今度の休日。

「そうだ、マーセル。貴女あなたのご両親に会いたいのだけど……」

「え、両親に?」


 わたくしの言葉が意外だったのか、マーセル……外見はわたくしだから、やっぱり不思議な感じね。彼女は、目を丸くして少し考え込むように黙り込む。


「でしたら……私も一緒に行きたいです。両親に、私たちのことを話したいので……」

「中身がトレードされていることを話すのですかー?」


 こくり、とマーセルが首を縦に振った。


「なら、僕たちもお邪魔しても?」

「え? それは……別に構わないと思いますが……」


 ブレンさまの言葉に、マーセルは目をまたたかせて、それからすぐに了承してくれた。


「でも、どうして?」

「鎖が緩むかな、と思って。マーセル嬢の鎖が魂にきつく絡みついているのは、リラックスできる状況ではないからかなぁ? と」

「ああ、両親に会って安堵したら、少し隙間ができるかもしれないわけか」

「はい。そこを狙って鎖をちょっと解いて、マーセル嬢が魔法を使えるようにしましょう!」


 ぐっと意気込むブレンさま。その瞳の奥にメラメラと燃える炎が見えた。……問題が難しければ難しいほど燃え上がる人、なのね……
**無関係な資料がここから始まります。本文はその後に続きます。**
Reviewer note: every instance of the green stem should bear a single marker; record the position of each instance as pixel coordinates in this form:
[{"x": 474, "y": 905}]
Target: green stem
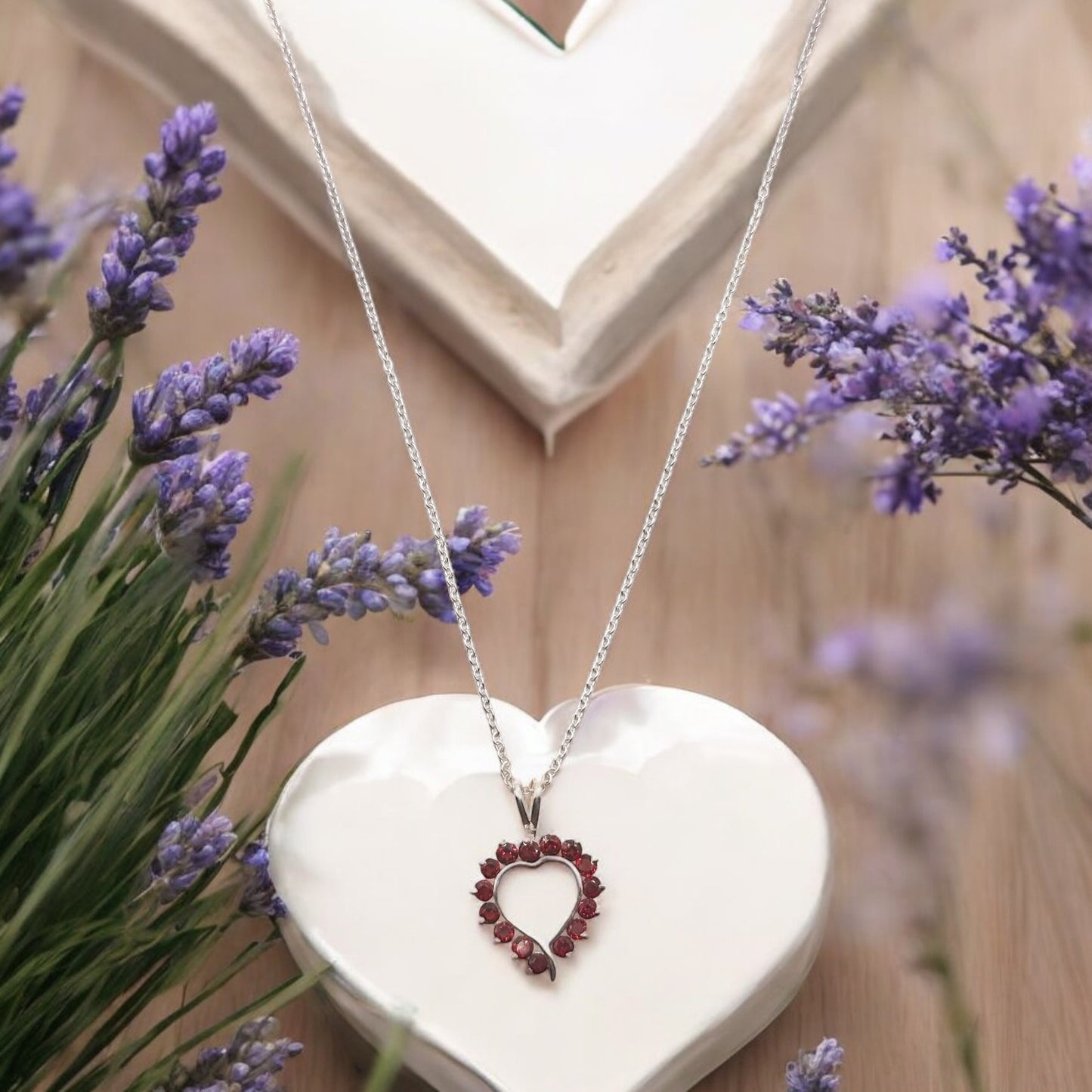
[
  {"x": 12, "y": 350},
  {"x": 114, "y": 1063},
  {"x": 274, "y": 999},
  {"x": 957, "y": 1015},
  {"x": 1041, "y": 481}
]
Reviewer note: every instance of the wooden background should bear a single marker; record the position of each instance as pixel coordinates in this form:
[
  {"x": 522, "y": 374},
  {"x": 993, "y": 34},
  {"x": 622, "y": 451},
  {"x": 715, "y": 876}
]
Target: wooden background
[{"x": 746, "y": 564}]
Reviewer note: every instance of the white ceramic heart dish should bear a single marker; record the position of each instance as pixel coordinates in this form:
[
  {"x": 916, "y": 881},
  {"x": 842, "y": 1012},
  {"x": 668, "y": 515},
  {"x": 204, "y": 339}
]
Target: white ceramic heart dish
[{"x": 713, "y": 849}]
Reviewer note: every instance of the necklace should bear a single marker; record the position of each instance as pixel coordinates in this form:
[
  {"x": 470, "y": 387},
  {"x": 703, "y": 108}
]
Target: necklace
[{"x": 549, "y": 849}]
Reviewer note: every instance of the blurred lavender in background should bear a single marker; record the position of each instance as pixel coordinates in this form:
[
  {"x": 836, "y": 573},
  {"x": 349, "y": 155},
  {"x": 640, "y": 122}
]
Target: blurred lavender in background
[
  {"x": 1006, "y": 395},
  {"x": 925, "y": 706}
]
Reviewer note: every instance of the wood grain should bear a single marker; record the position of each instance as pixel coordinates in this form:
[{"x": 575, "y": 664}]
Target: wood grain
[
  {"x": 549, "y": 362},
  {"x": 744, "y": 566}
]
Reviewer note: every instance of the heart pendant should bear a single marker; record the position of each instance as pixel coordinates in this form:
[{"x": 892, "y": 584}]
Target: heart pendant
[
  {"x": 712, "y": 842},
  {"x": 549, "y": 849}
]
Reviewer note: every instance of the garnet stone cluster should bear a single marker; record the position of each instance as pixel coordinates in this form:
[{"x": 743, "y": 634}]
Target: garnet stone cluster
[{"x": 547, "y": 849}]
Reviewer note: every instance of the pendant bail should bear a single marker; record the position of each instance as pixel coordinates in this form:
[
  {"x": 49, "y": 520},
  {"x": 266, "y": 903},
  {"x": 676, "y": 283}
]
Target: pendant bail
[{"x": 529, "y": 800}]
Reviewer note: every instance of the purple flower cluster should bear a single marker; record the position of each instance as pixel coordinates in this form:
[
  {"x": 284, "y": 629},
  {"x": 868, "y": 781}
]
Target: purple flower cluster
[
  {"x": 351, "y": 576},
  {"x": 259, "y": 895},
  {"x": 188, "y": 400},
  {"x": 144, "y": 250},
  {"x": 1008, "y": 398},
  {"x": 199, "y": 509},
  {"x": 189, "y": 848},
  {"x": 816, "y": 1070},
  {"x": 252, "y": 1063},
  {"x": 25, "y": 242}
]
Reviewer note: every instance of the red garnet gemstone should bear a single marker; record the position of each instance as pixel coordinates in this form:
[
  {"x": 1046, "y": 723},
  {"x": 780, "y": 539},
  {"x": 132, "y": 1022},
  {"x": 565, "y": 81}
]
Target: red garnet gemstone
[
  {"x": 584, "y": 865},
  {"x": 537, "y": 964},
  {"x": 551, "y": 846},
  {"x": 591, "y": 887},
  {"x": 561, "y": 946}
]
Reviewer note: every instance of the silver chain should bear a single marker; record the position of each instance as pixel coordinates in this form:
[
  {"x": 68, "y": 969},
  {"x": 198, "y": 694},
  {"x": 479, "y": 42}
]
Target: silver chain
[{"x": 527, "y": 792}]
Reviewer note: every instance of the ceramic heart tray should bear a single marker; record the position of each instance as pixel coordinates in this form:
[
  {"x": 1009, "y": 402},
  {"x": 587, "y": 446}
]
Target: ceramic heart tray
[{"x": 713, "y": 853}]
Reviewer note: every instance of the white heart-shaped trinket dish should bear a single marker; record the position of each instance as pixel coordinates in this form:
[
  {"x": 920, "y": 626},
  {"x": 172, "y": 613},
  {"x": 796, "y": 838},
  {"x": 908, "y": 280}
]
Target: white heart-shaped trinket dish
[{"x": 713, "y": 863}]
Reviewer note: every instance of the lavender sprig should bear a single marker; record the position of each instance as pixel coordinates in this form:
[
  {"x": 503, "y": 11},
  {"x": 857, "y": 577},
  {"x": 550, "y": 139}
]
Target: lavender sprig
[
  {"x": 252, "y": 1063},
  {"x": 816, "y": 1070},
  {"x": 351, "y": 576},
  {"x": 25, "y": 242},
  {"x": 144, "y": 250},
  {"x": 199, "y": 509},
  {"x": 78, "y": 405},
  {"x": 1008, "y": 399},
  {"x": 189, "y": 400},
  {"x": 259, "y": 895},
  {"x": 188, "y": 849}
]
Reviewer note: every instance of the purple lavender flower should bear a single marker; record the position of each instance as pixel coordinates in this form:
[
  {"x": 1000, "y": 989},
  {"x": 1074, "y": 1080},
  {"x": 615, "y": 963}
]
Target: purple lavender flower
[
  {"x": 781, "y": 425},
  {"x": 252, "y": 1063},
  {"x": 189, "y": 848},
  {"x": 11, "y": 106},
  {"x": 1008, "y": 399},
  {"x": 199, "y": 509},
  {"x": 816, "y": 1070},
  {"x": 351, "y": 576},
  {"x": 188, "y": 400},
  {"x": 25, "y": 242},
  {"x": 259, "y": 896},
  {"x": 181, "y": 177},
  {"x": 478, "y": 549}
]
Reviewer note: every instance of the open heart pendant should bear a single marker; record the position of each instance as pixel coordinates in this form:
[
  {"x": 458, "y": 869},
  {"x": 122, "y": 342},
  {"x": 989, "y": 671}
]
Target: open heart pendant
[{"x": 549, "y": 849}]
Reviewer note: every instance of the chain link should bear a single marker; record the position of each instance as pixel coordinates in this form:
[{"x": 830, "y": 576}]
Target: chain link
[{"x": 540, "y": 784}]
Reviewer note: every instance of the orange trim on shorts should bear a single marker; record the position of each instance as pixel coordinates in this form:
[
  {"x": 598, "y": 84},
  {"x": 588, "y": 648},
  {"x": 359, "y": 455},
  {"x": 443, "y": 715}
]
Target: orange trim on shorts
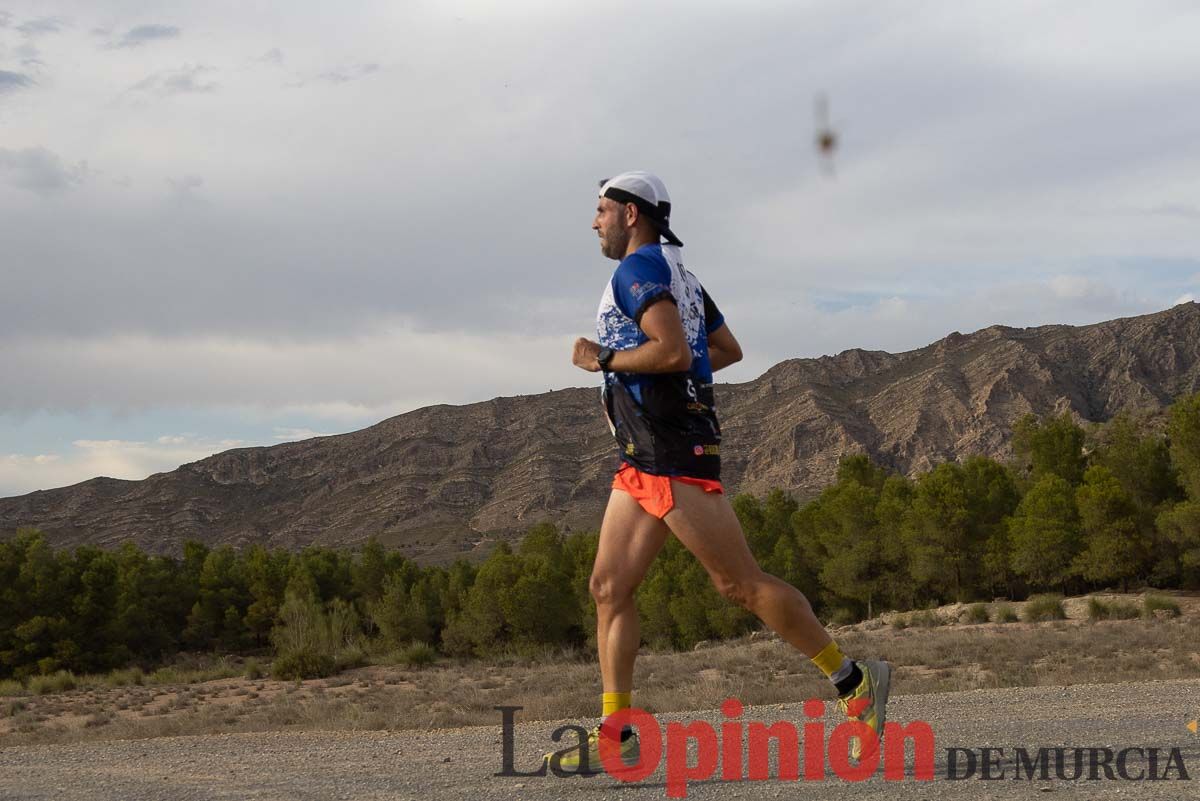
[{"x": 654, "y": 492}]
「あの、それは私もついていって良いのでしょうか……?」


 クロエがおずおずと手を上げて首をかしげる。みんな一斉に首を縦に動かすと、彼女は安堵したように息を吐く。


「それでは、私は両親に手紙を書きますね。次の休みに会いに行くって」

「マーセルのご両親は王都に住んでいるの?」

「はい。うちは領地を持っていませんから。男爵の領って、村くらいの大きさなんですって。だから、お父さまは村よりも安定して王都に暮らせるほうがいい、と王都で家を買ったんです」

「そうだったの……」


 マーセルの家ってどんな家なのかしら……?


「ああ、そうだ。ちょっと待っていて。貴女、今、テキストやノートは持っていて?」

「え? は、はい」


 貸してちょうだい、とマーセルからテキストとノートを受け取り、パラパラと捲る。マーセルなりに授業についていこうとしていることがわかる書き込みだった。


「今日の課題はわたくしがくわ」

「え。あ、ありがとうございます」

「お母さまになにか言われたら、わからないところを聞いてきていた、と伝えて。そうすれば、あの部屋に閉じ込められることはないから」


 ノートに挟まれていた今日の課題を解いていく。すらすらと解いていくのを、四人が見ているから、なんだか気恥ずかしいわ。


「ところで、あの部屋って?」

「……聞いたらきっと、絶句しますわよ」


 今日の課題をノートに挟み、ぱたんと閉じる。テキストとノートをマーセルに渡して、眉を下げて微笑んだ。


 ――手入れされず埃っぽい部屋。蜘蛛の巣もあったわね。そして、かび臭い毛布にベッド。外の様子を見ることが叶わない――いいえ、むしろ太陽の光も届かない地下室。


 わたくしが、家族の期待通りに動かないときに、閉じ込められる……部屋。


 それだけではない。お母さまから、鞭で背中を叩かれたこともある。


 痕がつかないように、しばらくしたら回復ポーションを飲まされるんだけど……そのポーション、味がとっても不味いのよね。でも、全部飲まない限り部屋から出られない。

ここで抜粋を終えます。